Others enslaved you?

Get off your fucking spineless ass you simpering slave. It is YOU that allowed yourself to think of yourself as a slave and Its is YOU that is going to have to stick a cob up your pasted ass, to imitate a spine, and DO SOMETHING.

SMBBD

Micro-Be
Micro-Be
December 19, 2012 2:35 pm

Yep, others enslaved me, that is right. If I want to participate in the system I have to pay a hefty fee at gun point to participate because of the burden amassed before I was a tax paying adult. The fee is the high price of trying to work for a living. If you don’t participate in the system well, good luck to you! It is true that one can go underground and earn a living that way but of course that comes with risks. Spare me the self-aggrandizing heroic “you’re a bum” tirade, you sound like a broken record. The point is people are actually trying to do something but there is so much inefficiency legislated in the system and so much money taken from the private sector that doing something is a large task for those just starting out. Not to mention the competition between those that already have work experience and those that do not.

Peace to you, Bill.

Colma Rising
Colma Rising
December 19, 2012 3:18 pm

Oh boooo hoooo hoooo Bill, cry me a river and stfu… and you can keep your shrivelled bbd to yourself there Charlie Manson. Your incessant and nearly rabid ignorance is getting tiresome.

Almost as laughable as Stucky calling me “Rage and hate filled”.

Much like the typical Boomer, Stuchy projects his own issues.

Quit whining and get used to it. Blubbering, thumb-sucking babies.

juan
juan
December 19, 2012 3:18 pm

there was a song school children sang, freedom isn’t free. there was a time before the volunteer military when americans were required to sacrifice not only a portion of their earnings but their lives or the lives of their loved ones. if you are alive and residing in the united states and you have a legal status, whether by birth or by naturalization, you have and obligation to the nation to pay taxes on your earnings. your citizenship buys you a ticket to live here. it doesn’t buy you a ticket to live off the people here. you belong to the land, the land does not belong to you. if you don’t believe me, try emmigrating someday.

ThePessimisticChemist
ThePessimisticChemist
December 19, 2012 3:54 pm

@Spaceman – “I think of myself as being extremely passionate.”

Thats what angry people always say.

@KB – “Get off your fucking spineless ass you simpering slave.

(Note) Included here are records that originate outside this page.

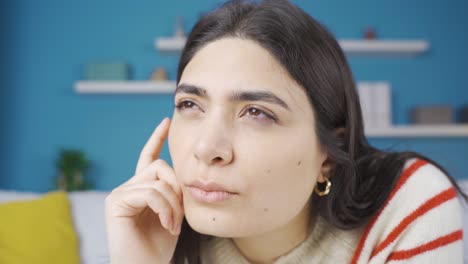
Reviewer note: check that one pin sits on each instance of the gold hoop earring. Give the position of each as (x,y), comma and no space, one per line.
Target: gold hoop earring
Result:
(327,188)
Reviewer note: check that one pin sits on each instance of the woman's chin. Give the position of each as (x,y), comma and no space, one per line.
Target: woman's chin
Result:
(214,223)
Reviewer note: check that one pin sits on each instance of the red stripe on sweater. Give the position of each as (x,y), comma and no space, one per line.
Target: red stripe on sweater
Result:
(403,178)
(435,201)
(436,243)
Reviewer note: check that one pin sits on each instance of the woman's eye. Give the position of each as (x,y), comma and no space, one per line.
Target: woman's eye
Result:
(260,115)
(186,104)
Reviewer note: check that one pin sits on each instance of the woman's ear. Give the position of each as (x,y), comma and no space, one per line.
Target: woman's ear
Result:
(325,170)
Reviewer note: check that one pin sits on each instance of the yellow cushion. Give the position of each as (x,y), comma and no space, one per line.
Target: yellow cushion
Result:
(38,231)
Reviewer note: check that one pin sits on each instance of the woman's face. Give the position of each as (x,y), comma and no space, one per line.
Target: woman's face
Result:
(243,123)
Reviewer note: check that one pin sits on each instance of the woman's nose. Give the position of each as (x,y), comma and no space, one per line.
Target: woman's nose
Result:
(214,146)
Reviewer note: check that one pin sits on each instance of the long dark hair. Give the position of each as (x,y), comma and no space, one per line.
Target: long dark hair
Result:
(362,176)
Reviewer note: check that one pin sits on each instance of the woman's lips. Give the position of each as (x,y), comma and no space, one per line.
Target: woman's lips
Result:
(209,192)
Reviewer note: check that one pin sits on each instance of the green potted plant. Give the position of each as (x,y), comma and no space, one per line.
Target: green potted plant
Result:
(72,165)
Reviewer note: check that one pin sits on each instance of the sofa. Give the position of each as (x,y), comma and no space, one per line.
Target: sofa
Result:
(88,217)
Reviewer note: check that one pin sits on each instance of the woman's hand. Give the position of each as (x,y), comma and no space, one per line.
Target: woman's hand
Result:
(144,215)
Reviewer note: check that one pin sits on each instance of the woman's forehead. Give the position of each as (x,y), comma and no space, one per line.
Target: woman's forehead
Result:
(233,65)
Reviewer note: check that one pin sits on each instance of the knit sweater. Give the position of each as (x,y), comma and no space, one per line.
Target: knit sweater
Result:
(420,222)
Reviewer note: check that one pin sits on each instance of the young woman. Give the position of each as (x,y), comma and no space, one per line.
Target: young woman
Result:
(270,161)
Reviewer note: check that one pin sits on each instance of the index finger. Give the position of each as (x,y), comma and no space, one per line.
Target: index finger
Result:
(153,146)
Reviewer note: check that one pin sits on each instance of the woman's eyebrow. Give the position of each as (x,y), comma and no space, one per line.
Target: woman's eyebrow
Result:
(264,96)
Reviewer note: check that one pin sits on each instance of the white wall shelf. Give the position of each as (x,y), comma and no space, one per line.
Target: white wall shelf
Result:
(351,46)
(173,44)
(384,47)
(449,130)
(125,87)
(161,87)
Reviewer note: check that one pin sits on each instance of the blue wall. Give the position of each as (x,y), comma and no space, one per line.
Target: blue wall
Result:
(46,43)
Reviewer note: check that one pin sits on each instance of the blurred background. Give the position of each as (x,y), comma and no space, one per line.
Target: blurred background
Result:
(48,46)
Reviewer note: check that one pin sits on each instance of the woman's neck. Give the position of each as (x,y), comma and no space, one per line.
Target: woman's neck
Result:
(267,247)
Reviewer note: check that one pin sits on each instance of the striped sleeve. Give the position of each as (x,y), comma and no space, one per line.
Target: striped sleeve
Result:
(420,222)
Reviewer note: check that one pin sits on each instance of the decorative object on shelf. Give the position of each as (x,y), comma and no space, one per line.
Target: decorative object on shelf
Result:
(349,46)
(463,114)
(179,29)
(107,71)
(160,74)
(432,114)
(376,103)
(369,33)
(72,165)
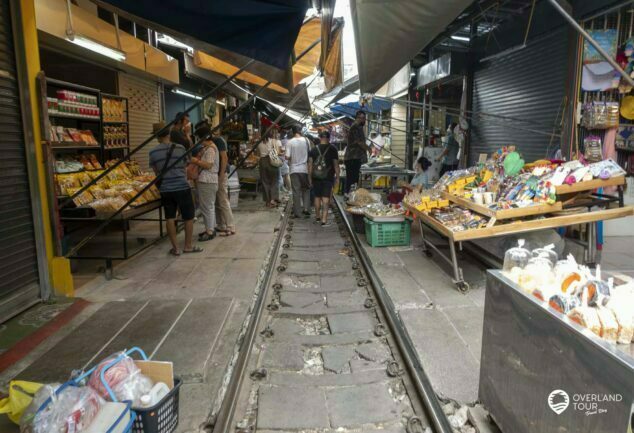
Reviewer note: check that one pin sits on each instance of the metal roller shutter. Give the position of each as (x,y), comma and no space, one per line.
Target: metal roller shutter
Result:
(529,84)
(143,112)
(19,277)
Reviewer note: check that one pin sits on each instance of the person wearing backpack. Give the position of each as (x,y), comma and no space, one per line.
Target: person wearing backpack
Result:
(323,173)
(297,150)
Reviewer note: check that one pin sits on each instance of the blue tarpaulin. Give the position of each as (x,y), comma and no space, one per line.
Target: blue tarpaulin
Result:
(351,108)
(264,30)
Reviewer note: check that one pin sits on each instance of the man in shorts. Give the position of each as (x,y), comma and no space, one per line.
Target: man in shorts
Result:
(323,174)
(176,194)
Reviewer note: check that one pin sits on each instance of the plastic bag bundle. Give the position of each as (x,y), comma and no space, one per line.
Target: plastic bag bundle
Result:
(124,378)
(70,411)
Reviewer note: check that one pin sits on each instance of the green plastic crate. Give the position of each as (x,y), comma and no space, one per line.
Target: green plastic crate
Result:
(387,234)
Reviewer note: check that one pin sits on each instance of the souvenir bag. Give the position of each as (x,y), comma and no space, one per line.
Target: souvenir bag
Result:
(320,168)
(276,161)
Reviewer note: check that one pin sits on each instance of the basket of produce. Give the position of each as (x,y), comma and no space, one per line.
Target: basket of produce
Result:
(387,234)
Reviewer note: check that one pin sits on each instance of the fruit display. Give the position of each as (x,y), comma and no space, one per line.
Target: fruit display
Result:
(575,292)
(59,134)
(114,110)
(73,104)
(110,193)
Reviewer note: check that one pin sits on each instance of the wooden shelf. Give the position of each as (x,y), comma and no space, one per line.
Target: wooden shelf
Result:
(517,227)
(74,116)
(590,185)
(501,214)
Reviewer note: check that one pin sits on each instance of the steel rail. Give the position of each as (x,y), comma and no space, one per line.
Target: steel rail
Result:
(399,332)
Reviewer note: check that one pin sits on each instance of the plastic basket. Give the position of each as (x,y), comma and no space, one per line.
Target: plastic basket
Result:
(358,223)
(385,234)
(160,418)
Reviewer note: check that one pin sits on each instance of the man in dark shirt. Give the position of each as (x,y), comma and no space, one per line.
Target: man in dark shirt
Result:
(323,174)
(175,191)
(182,130)
(356,151)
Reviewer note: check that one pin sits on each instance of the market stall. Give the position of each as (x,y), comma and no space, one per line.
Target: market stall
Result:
(503,197)
(557,356)
(86,131)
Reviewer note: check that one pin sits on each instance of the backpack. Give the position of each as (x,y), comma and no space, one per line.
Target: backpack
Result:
(320,167)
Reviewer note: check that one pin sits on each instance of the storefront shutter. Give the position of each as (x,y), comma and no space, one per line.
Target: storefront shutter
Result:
(528,84)
(143,112)
(19,279)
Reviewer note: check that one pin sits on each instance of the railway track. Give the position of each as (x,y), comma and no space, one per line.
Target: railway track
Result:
(324,349)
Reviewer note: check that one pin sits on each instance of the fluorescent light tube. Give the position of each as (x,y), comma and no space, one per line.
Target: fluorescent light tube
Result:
(184,93)
(97,47)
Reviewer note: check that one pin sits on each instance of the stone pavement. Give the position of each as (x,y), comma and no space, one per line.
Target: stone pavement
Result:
(188,310)
(446,325)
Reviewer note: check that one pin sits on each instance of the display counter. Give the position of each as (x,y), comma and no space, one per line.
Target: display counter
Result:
(531,353)
(511,228)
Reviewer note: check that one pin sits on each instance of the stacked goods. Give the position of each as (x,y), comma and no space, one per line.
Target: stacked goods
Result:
(59,134)
(74,104)
(110,193)
(574,291)
(114,110)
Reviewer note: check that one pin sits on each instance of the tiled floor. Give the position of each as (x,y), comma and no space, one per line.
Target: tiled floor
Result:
(446,325)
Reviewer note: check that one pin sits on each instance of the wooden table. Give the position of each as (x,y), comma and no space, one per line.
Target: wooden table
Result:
(510,228)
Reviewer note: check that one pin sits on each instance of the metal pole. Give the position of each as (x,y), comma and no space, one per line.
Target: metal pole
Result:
(591,41)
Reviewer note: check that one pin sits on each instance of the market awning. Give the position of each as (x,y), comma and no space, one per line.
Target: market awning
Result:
(350,108)
(264,30)
(242,89)
(389,33)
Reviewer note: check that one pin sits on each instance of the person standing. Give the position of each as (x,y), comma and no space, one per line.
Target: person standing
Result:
(297,150)
(224,214)
(323,172)
(208,161)
(269,173)
(450,152)
(175,191)
(356,150)
(182,130)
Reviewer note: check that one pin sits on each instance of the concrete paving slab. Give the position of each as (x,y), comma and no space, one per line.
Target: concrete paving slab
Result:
(82,344)
(375,352)
(337,358)
(363,365)
(363,404)
(280,356)
(444,354)
(301,300)
(148,328)
(351,322)
(280,409)
(339,299)
(190,351)
(327,380)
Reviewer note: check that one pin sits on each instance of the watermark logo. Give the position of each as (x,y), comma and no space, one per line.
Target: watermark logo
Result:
(558,401)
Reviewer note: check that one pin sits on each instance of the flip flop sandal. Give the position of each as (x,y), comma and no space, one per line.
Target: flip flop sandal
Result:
(206,237)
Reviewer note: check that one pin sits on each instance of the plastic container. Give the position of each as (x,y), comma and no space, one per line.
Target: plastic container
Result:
(387,234)
(516,257)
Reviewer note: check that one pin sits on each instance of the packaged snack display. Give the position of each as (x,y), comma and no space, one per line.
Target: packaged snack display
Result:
(124,378)
(579,293)
(71,410)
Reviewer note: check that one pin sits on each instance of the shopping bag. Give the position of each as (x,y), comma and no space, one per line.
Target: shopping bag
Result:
(20,396)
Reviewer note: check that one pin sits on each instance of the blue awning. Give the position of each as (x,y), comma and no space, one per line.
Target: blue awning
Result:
(351,108)
(264,30)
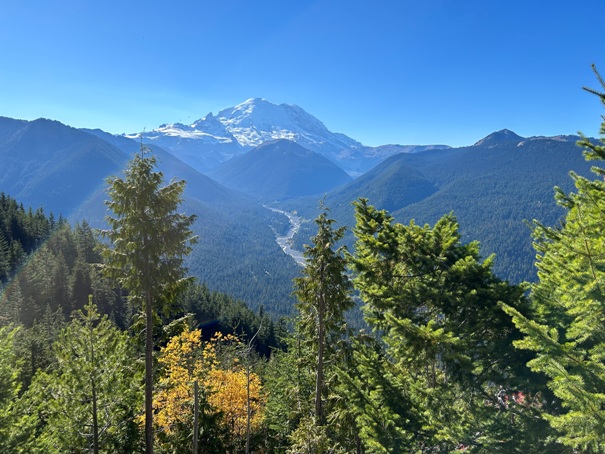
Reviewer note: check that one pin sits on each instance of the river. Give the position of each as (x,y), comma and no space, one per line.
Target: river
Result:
(285,242)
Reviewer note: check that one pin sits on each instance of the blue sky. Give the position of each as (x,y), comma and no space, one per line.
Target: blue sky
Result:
(380,71)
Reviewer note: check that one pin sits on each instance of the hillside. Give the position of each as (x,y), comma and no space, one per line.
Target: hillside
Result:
(492,187)
(63,170)
(281,169)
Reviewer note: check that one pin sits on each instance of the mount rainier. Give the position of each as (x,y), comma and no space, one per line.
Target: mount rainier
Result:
(214,139)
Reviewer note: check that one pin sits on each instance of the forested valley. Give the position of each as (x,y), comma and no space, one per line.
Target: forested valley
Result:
(96,356)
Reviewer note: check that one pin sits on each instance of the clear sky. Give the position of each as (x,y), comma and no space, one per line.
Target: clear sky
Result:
(380,71)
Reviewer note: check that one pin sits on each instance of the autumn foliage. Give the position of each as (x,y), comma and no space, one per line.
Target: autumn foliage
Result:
(222,381)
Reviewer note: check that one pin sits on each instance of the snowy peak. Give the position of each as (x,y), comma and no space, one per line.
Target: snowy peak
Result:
(233,131)
(498,137)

It is YOU that allowed yourself to think of yourself as a slave and Its is YOU that is going to have to stick a cob up your pasted ass, to imitate a spine, and DO SOMETHING.”

With everything my wife and I have accomplished we are STILL just barely making it. Our IQs are well above average, and are both hard workers, putting in an average of 50 hours a week at our primary job, and another 10 or so at our second job (yes, we both work two jobs).

In short, I’ve “done something.”

I got lucky. Despite everything I have going for me, the last recession(2009) almost broke me. I stared that $20 in the face and thought, “bills, or food?” Bills won out.

I ended up stealing extra helping from the hospital cafeteria to make up the difference. I’m not proud of it, but thats about the only way me and my wife ate that winter.

Who knows what this recession will bring. I starved and saved all through the last one, and wouldn’t you believe it but I think I’ll be OK in this one, thanks to deliberately placing myself in a company that will not fail (barring natural disasters).

We can’t all get recession proof jobs. We can’t all get STEM degrees. The economy has completely failed my generation, and its pretty damned hard to absorb all the blame ourselves for being lazy when the jobs aren’t there to begin with.